Mental Health & Connecting with The Present MomentMental Health & Connecting with The Present Moment
A Quest for Well-Being
Therapist Samantha Maderer shares how mindfulness, simplified living and art therapy can help people relate differently to anxiety, depression and trauma. The conversation focuses on presence, language, and finding small, practical ways to ease suffering in everyday life.
47:18•26 May 2026
Mental Health, Mindfulness and Art: Staying Present with Samantha Maderer
Episode Overview
- Mental health is a spectrum that touches everyone, and therapy can be a supportive space rather than just a medical intervention.
- Attachment to stories, desires and future projections often intensifies human suffering, while mindfulness helps loosen that grip.
- Changing language from fixed identities (“I am anxious”) to experiences (“I’m experiencing anxiety”) can shift how people relate to their symptoms.
- Art therapy and storytelling give people ways to process trauma, create meaning and even find beauty in difficult experiences.

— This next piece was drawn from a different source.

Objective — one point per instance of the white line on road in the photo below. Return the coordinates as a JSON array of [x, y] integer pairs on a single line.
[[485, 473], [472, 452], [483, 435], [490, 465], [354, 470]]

- Simplifying life, limiting overstimulation and spending still, phone-free time in nature can support a calmer, more present mind.
“Without that self-consciousness, I did not have suffering.”
Curious about how others navigate their sobriety journey? This conversation on *A Quest for Well-Being* zooms in on mental health, mindfulness, and the art of staying with the present moment, in a way that feels both gentle and very real.
Florida-based therapist and art counsellor Samantha Maderer chats with host Valeria Teles about what mental health means today, especially after Covid showed how “everyone is capable to be somewhere on the spectrum of mental health.” Samantha links much of human suffering to our “attachment to our stories and desires and projections in the future,” drawing on Zen Buddhism and Taoism to describe a softer, more accepting way of being.
You’ll hear her describe a silent meditation retreat where, for a brief time, “I was not having that type of self-consciousness. And without that self-consciousness, I did not have suffering.” From there, she connects mindfulness to everyday therapy work: sitting with sensations, noticing thoughts without fighting them, and gently coming back to the moment again and again. Samantha also talks about rewriting personal narratives, especially for women with complex trauma.
Language matters: shifting from “I am an anxious person” to “I’m experiencing anxiety right now” opens space for choice and change. Art therapy becomes a powerful tool here, turning painful experiences into images and objects that clients can process, share, and even find beauty in. There’s plenty on overstimulation too—phones, busyness, constant doing—and the relief that comes from simplifying life, gardening, time in nature, and letting boredom reappear as a friend rather than an enemy.
If you’re interested in sobriety, trauma healing, or just calming a noisy mind, this conversation offers a calm, grounded look at how mindfulness, creativity, and a slower pace can support a clearer, more present life. What small step could you take today to give your mind a bit more quiet?